The University of Massachusetts Amherst

Wellspring’s Upholstery Co-op Stitching Together a Brighter Springfield

people working in upholstery shop

Earlier this week, Artwain Davis and Alex Guevara stripped vinyl from banquet hall booths. It was one step in the revitalization of not just the booths, but also the city of Springfield, Mass. (To see more photos from the event, like CPPA on Facebook.)

Davis and Guevara work at the Wellspring Upholstery Cooperative, a new South End business that’s located on Main Street in the Monkey Wrench Building, where that tool was born. But the co-op isn’t your typical upholstery shop. It’s part of the Wellspring Collaborative, a creative economic development project that draws on the purchasing power of the area’s largest employers and anchor institutions to provide a market for new, worker-owned companies.

Fred Rose, a lecturer at the Center for Public Policy and Administration, conceived of and directs the Collaborative. He has put together a broad coalition of the region’s largest employers, as well as community and business leaders from throughout the Pioneer Valley. Many of these leaders joined Springfield Mayor Domenic J. Sarno at a ribbon-cutting ceremony this week at the upholstery shop, Wellspring’s first business.

Wellspring Co-Director Emily Kawano explained the concept at the heart of the Collaborative’s economic development plan: “Income is usually not enough. The difference in having a stable lifestyle is having some assets.”

That’s why employees at the upholstery shop will have the opportunity to become worker-owners after a year on the job. Having a financial stake in the company will not only provide employees with much-needed assets. It will also make the shop itself a more stable and viable business.

“Worker cooperatives have a much higher survival rate,” said Mary Hoyer, from the Cooperative Fund of New England. “Their services and products tend to be of a higher quality because of worker pride.” And because they are owned by people in the community, she added, co-ops as a rule don’t close up and move to where rent is cheaper.
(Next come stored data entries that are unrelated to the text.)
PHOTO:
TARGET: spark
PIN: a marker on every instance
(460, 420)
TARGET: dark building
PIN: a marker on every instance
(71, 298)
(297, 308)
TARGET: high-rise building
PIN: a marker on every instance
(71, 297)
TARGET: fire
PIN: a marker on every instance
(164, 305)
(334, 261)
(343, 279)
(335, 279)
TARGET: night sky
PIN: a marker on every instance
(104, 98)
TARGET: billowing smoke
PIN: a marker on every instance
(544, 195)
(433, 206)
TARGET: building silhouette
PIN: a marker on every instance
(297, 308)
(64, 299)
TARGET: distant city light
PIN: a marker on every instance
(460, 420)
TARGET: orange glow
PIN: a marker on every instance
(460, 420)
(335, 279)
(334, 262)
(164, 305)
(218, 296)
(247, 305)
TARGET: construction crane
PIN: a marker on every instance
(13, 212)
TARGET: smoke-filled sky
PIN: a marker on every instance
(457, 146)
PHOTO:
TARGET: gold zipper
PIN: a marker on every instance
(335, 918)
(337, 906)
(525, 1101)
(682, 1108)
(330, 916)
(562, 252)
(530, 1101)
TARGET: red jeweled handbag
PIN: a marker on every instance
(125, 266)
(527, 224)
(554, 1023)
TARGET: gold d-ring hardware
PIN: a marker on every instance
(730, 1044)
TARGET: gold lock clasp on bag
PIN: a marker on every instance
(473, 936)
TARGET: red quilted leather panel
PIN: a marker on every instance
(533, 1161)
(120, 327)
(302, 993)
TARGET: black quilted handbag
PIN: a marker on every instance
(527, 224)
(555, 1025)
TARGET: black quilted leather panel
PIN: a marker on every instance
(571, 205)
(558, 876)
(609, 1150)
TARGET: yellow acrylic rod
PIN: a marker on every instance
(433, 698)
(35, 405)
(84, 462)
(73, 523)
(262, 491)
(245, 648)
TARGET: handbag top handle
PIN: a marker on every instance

The co-op is just one aspect of the Wellspring upholstery shop that anchors it in the Springfield community. It also has partnerships with the Hampden County Sheriff’s Department and a veteran Springfield upholsterer. The sheriff’s department has run an upholstery training program in the county jail for several decades. By partnering with the sheriff, the Wellspring co-op has access to a pool of potential employees who already have some training and often are in need of a job upon release from jail. The co-op’s other partner, Alliance Upholstery, is an established Springfield business with more than 40 years of upholstering experience and a fully equipped shop, where the Wellspring co-op is located. Alliance’s owner, Evan Cohen, is managing Wellspring Upholstery and training the incoming workforce.

Wellspring’s upholsterers have already completed jobs for the Berkshire Dining Hall at UMass and the Westfield, Mass., mayor’s office. Rose said he hopes that the partnerships the Wellspring Collaborative has developed with the region’s anchor institutions will yield further upholstery contracts.